Washington Post Talks to Director of Freedom House’s Egypt Office on Eve of Trial
Egyptian Woman Faces Prosecution on Sunday After Crackdown on NGOs
The Washington Post
By Leila Fadel
CAIRO — Nancy Okail, 34, expects to stand in a prosecution cage in a Cairo courtroom on Sunday. She doesn’t know if she’ll be taken from there to a jail cell, or if she’ll return home to her 2-year-old twins. But she does know that she does not want to run.
Okail, an Egyptian citizen and director of the U.S.-based Freedom House, is caught in a diplomatic battle between the United States and Egypt. The Egyptian government has accused three U.S.-based organizations, along with two other foreign NGOs, of working illegally in Egypt, failing to pay taxes and sowing unrest in the country.
U.S. officials have tried to get the case to go away. They have accused the Egyptian government of oppressing civil society, and U.S. lawmakers have threatened to cut off the $1.3 billion in annual U.S. aid to Egypt’s military.
The Egyptian government has responded by pushing ahead with the prosecution, setting a court date of Sunday and putting seven Americans working for either the International Republican Institute or the National Democratic Institute on a no-fly list. Egyptian state media have depicted the case as a battle for national sovereignty against Western bullies.
At least 16 Americans have been named in the case, and among those being prevented from leaving Egypt is the son of U.S. Transportation Secretary Ray LaHood. Sam LaHood, director of IRI in Egypt, has taken refuge at the U.S. Embassy. It is unclear whether he and the other Americans will appear in court Sunday. Defendants who fail to show up for the trial could face the maximum sentence, or five years.
But to Okail this is not a battle about U.S. foreign aid or about Americans who are being held in Egypt against their will. For Okail, it’s about a struggle to promote democracy and human rights in a country that deposed its longtime autocratic leader just a year ago, and remains deeply conflicted about where to go next.
“This whole thing is not about saving Americans,” Okail said. “This is about Egypt’s relations with the world and the future of civil society.”

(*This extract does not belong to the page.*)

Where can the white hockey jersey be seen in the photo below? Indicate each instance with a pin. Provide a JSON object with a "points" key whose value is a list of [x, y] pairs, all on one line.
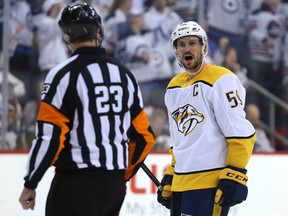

Okail returned to Egypt in August of last year to run Freedom House’s operations in Egypt and open an office. But since her return she has been harassed, her organization has been investigated and she is not optimistic that the charges against her will simply go away.
The Egyptian government has undertaken a successful public relations campaign to criminalize the work of NGOs in the minds of many Egyptians. The effort included a full-page story in the state-run newspaper in October accusing Freedom House of being a Zionist entity, code here for an Israeli agent.
In the government’s investigative documents, witnesses from the security forces accuse Freedom House and other NGOs that promote democracy of working in “coordination with the CIA.” The documents also say that the United States encouraged Freedom House and others to violate the law and that Freedom House “aims to control Egyptian society.”
Both the U.S. government and Freedom House have denied those allegations. Still, they are widely believed.
The NGOs “got foreign funds to pay for thugs to ignite riots and chaos here,” said Manal Salama, a Cairo resident who expressed a view that has become common here. “We have to close them all. The Americans are against us.”
Around the time that the article ran in the state press, Okail said she started receiving harassing phone calls. Sometimes they came at 1 a.m. or 5 a.m. The calls went to her own phone, as well as to her husband’s and to her sister’s. The caller breathed and hummed into the line, but never spoke.
Okail had left a cozy life with her husband and twins in Britain to return to Egypt and work at Freedom House. She said she wasn’t initially concerned when she received a summons from the Ministry of Justice in late November. But when she showed up on Dec. 7, the judge began proceedings against her, and she was interrogated for seven hours. She was later threatened with jail time if she spoke publicly about what had happened.
“In London I was Dr. Okail. Here I am ‘the accused Nancy Okail,’ ” she said.
While Okail had initially stayed quiet about the case against her, she has decided to speak out. With Freedom House’s offices raided and shut on Dec. 29, she has taken to working out of a bookstore in an upscale Cairo neighborhood, sipping coffee as she taps at her iPad.
The case against her, she said, sends the message that “it’s bad to work on human rights or democracy building and if you have an opportunity to go back and help your country, you will be indicted.”
Ironically, Okail once worked for the woman now leading the charge against the foreign NGOs. In 2003, as a young graduate of the American University in Cairo, she worked for the Ministry of International Cooperation, led by Faiza Abou el Naga. Naga, one of the few Mubarak-era holdovers in the new government, has used her perch to push for the prosecutions. She has declined repeated requests to be interviewed.
Okail said that the other young, educated Egyptians who worked with her at the ministry have since left the country. She was the only one to return.
“These are shining stars for Egypt. But will they return now?” she asked.
She said she hopes by staying, and by speaking out, she will signal that blaming outsiders no longer works in Egypt. “It’s only the start of this battle,” she said.